Pipeline Stage → Model Mapping

User Message
  ├── FastReflex (<10ms, regex, no LLM)
  ├── Smart Message Router ─────────── gemini-2.5-flash-lite
  │     Routes to: workflow / miniapp / direct response
  ├── Emotion Classification ───────── gpt-5-nano (150 tokens)
  ├── Entity Extraction ────────────── gpt-5-nano (reflex limits)
  ├── Event Detection ──────────────── gpt-5-nano (300 tokens)
  │     Detects future events for proactive surfacing
  ├── Memory Query Synthesis ───────── gpt-5-nano (300 tokens)
  │     Generates auxiliary questions for multi-query recall
  ├── Content Moderation (Input) ───── omni-moderation-latest (OpenAI)
  ├── Response Generation ──────────── gpt-5-mini (default, 1000 tokens)
  │     │                               gpt-5 (deep reasoning, 2000 tokens)
  │     │
  │     └── Vision (if image) ──────── gpt-5-mini multimodal (1500 tokens)
  ├── Content Moderation (Output) ──── omni-moderation-latest (OpenAI)
  └── Memory Storage ───────────────── No LLM (Supermemory API)
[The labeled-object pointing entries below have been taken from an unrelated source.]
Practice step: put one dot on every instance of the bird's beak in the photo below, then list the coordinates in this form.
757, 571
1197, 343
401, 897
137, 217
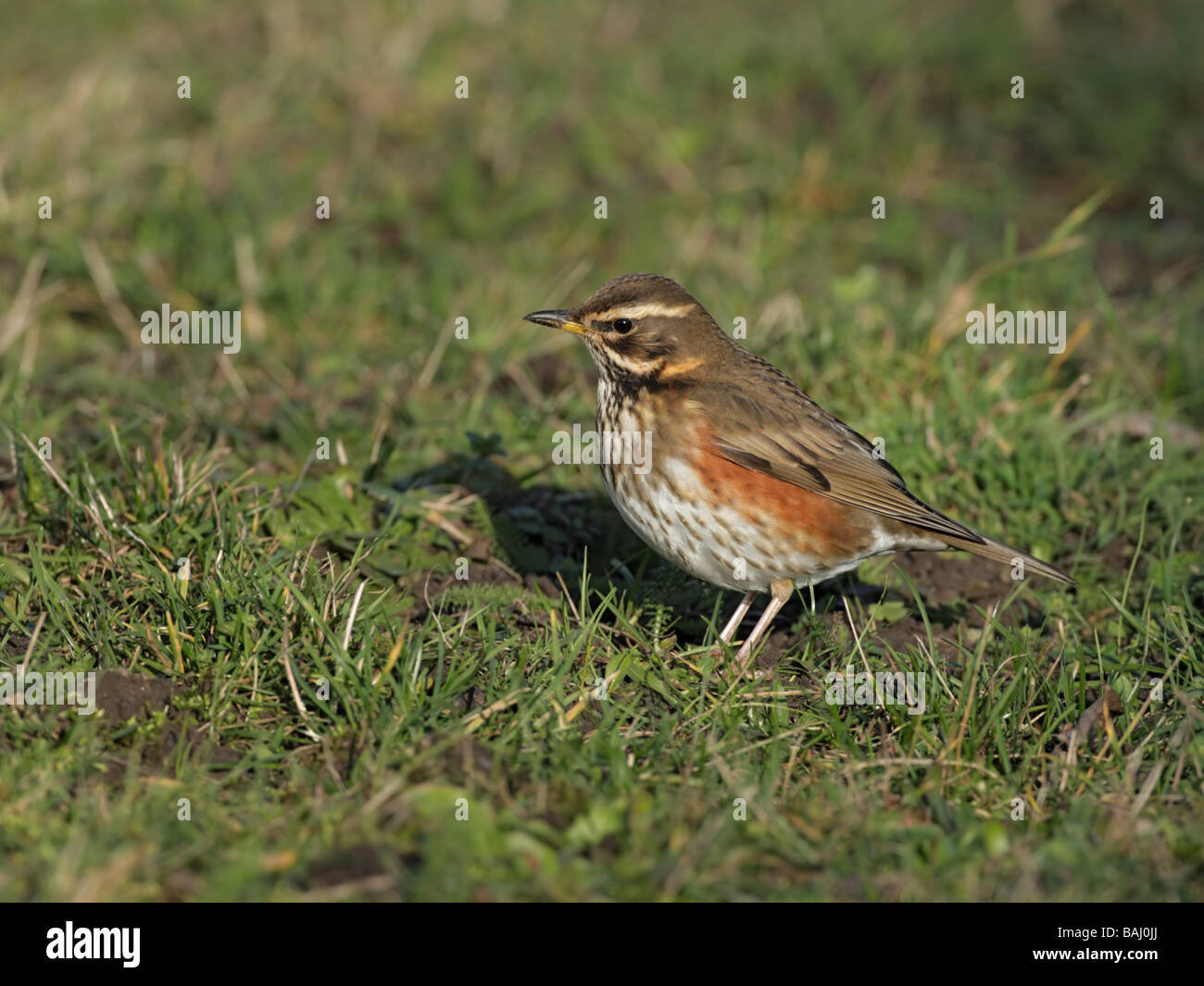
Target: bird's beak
558, 319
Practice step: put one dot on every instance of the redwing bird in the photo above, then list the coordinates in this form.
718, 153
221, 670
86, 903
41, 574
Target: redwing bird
750, 484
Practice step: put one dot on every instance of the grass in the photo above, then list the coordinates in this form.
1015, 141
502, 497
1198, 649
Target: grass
340, 716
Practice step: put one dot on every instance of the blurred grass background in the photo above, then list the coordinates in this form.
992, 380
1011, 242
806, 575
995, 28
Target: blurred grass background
484, 208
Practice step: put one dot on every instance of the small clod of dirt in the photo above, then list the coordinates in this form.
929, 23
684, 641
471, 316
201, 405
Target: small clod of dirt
121, 696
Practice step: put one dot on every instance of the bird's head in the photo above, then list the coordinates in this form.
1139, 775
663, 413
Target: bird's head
643, 327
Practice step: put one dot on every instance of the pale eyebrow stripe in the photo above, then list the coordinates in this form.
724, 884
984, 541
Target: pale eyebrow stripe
645, 309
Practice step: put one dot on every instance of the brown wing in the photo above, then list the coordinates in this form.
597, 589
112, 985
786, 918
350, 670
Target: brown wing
767, 424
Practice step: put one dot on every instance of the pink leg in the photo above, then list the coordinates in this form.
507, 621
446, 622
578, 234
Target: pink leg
734, 624
779, 595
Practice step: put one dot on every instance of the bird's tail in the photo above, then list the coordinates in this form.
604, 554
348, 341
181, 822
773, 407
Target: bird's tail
1008, 555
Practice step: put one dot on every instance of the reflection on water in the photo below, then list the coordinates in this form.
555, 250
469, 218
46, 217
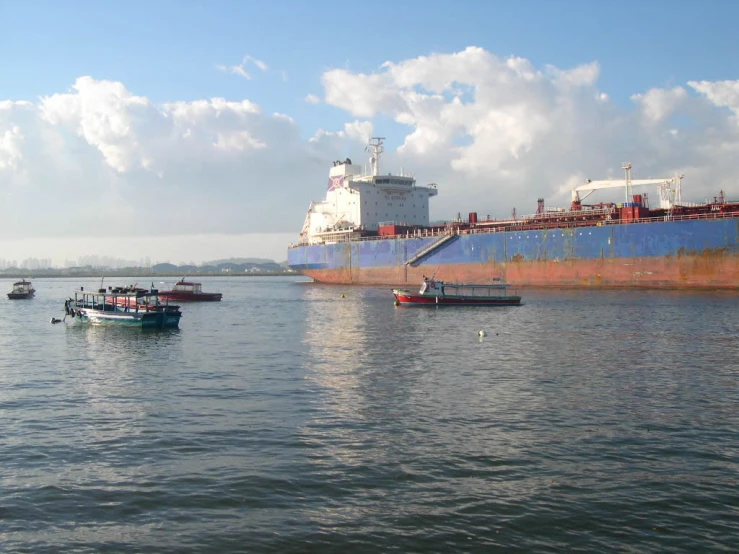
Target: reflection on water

Token Limits (Feature-Flag Controlled)

Context Flag Key Default Emergency (FORCE_BASIC_MODE)
Reflex responses llm.max_tokens.reflex 1500 200
Deep reasoning llm.max_tokens.deep_reasoning 2000 200
Default conversation llm.max_tokens.default 1000 200
Vision analysis llm.max_tokens.vision 1500 200

All OpenAI calls enforce a 15-second timeout to fit within the 20-second routing window.


PRD Guidance

When writing PRDs, reference model tiers rather than specific model names. This allows engineering to swap models without PRD updates.

Tier Use When Current Model
router Routing decisions, intent classification with full context gemini-2.5-flash-lite
nano Sub-tasks under 300 tokens: entity extraction, emotion, query synthesis gpt-5-nano
fast Response generation, vision analysis, classification gpt-5-mini
default Complex reasoning, deep conversation, multi-step logic gpt-5
moderation Content safety checks (input and output) omni-moderation-latest

Example PRD language: - "The emotion classifier uses the nano tier for sub-150-token classification." - "Response generation defaults to the fast tier, escalating to default for complex reasoning."


Cost Implications

Tier Typical Call Cost Calls Per Conversation Turn
Router (Gemini) ~$0.0001 1
Nano ~$0.00003 2–4 (emotion + entity + query synthesis + event)
Fast (generation) ~$0.0004 1
Default (reasoning) ~$0.01 0–1 (only when escalated)
Moderation ~$0.0001 2 (input + output)
Total per turn ~\(0.001–\)0.011 Depends on escalation

At 50 messages/day (free tier cap), estimated daily LLM cost per free user: ~\(0.05–0.07. At ~200 messages/day (active Superpowers+ user), estimated daily LLM cost: ~\)0.20–0.50.